D’après Avi Loeb, professeur à Harvard et membre du projet, une puissance d’environ 100 gigawatts sera nécessaire pour atteindre la vitesse désirée. C’est à peu près celle qu’il faut pour faire décoller une navette spatiale. Reste toutefois une question : à supposer que l’on puisse passer de la théorique à la pratique, qui va financer tout ça ? Visiblement, ce sera le secteur privé.
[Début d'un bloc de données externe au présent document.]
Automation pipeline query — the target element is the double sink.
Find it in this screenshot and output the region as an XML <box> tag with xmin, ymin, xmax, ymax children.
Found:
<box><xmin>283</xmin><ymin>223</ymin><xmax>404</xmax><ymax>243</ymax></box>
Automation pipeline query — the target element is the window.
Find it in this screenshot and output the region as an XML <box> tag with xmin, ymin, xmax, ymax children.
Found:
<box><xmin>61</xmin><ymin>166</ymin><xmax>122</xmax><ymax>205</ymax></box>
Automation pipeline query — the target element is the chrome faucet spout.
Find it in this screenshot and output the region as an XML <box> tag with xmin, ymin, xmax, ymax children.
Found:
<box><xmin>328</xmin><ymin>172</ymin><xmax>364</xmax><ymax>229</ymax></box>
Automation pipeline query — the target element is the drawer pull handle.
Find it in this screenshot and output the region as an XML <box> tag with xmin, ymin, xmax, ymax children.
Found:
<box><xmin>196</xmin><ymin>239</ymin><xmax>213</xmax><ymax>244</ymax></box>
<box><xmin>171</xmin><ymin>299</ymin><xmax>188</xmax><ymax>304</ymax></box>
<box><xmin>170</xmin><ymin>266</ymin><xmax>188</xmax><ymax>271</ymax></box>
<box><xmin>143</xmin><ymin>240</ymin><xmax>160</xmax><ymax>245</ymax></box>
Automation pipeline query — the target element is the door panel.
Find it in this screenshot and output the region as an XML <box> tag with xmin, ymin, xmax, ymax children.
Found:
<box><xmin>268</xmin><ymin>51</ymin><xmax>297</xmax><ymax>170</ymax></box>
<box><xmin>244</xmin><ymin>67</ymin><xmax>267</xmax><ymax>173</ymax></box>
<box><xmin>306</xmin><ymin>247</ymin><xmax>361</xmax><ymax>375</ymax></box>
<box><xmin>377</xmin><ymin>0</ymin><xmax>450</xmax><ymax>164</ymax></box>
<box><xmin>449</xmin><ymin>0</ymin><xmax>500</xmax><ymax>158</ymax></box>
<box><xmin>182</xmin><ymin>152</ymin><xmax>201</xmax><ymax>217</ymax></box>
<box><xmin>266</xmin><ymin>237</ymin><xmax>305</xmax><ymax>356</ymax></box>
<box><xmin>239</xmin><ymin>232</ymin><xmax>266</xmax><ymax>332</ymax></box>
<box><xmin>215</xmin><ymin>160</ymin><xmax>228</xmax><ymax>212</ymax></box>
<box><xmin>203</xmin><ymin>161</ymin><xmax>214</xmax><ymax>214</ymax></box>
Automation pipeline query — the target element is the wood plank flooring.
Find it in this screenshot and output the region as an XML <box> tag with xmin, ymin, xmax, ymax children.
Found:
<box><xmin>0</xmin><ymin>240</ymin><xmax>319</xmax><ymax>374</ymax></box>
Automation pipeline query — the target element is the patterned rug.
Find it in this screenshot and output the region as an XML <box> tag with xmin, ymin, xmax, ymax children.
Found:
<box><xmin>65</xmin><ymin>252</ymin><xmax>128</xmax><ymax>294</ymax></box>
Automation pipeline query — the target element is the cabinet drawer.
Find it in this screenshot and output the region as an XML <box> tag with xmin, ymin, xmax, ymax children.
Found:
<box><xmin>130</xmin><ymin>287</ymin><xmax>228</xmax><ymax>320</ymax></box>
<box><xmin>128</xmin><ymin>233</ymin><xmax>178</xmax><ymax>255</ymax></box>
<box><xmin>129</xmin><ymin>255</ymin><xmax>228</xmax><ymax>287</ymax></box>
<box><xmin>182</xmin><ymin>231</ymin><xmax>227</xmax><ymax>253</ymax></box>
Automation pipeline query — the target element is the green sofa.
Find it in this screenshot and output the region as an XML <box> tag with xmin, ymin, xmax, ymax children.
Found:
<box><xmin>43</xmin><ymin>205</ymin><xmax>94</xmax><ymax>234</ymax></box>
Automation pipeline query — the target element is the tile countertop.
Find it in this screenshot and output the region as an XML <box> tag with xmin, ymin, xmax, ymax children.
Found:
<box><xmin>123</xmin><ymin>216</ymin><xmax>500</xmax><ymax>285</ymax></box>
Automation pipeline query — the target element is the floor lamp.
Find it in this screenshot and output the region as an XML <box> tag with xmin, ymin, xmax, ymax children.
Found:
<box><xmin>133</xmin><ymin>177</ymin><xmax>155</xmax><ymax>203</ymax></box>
En effet, le projet Breakthrough Starshot est porté par le milliardaire russe Yuri Milner, qui compte investir de sa poche 100 millions d’euros avant de faire appel à d’autres donateurs en fonction de l’avancée des travaux. En tout cas, l’idée séduit certains membres de la communauté scientifique. Outre Avi Loeb, un expert de physique théorique en cosmologie et d’astrophysique, l’initiative a été saluée par Stephen Hawking.

Réputé dans le monde entier pour ses travaux, ce physicien théoricien et cosmologiste a rejoint le projet lors d’une conférence de presse qui a eu lieu à New York mardi 12 avril.

Il s’agit d’une recrue de poids, puisqu’elle donne une visibilité nouvelle à l’initiative, et même un certain sérieux, puisque des scientifiques de premier plan apportent de fait leur caution. On trouve aussi Mark Zuckerberg, le fondateur de Facebook, au sein du le conseil d’administration, qui est pour l’instant encore peu étoffé.

Si le projet aboutit, StarChip pourrait devenir l’objet terrestre le plus lointain que l’homme ait envoyé, dépassant largement le tenant du titre, à savoir la sonde Voyager 1. Lancée en 1977, celle-ci se trouve actuellement à environ 18 milliards de kilomètres de la Terre. Une distance assurément considérable, mais qui a nécessité 39 ans de voyage dans l’espace.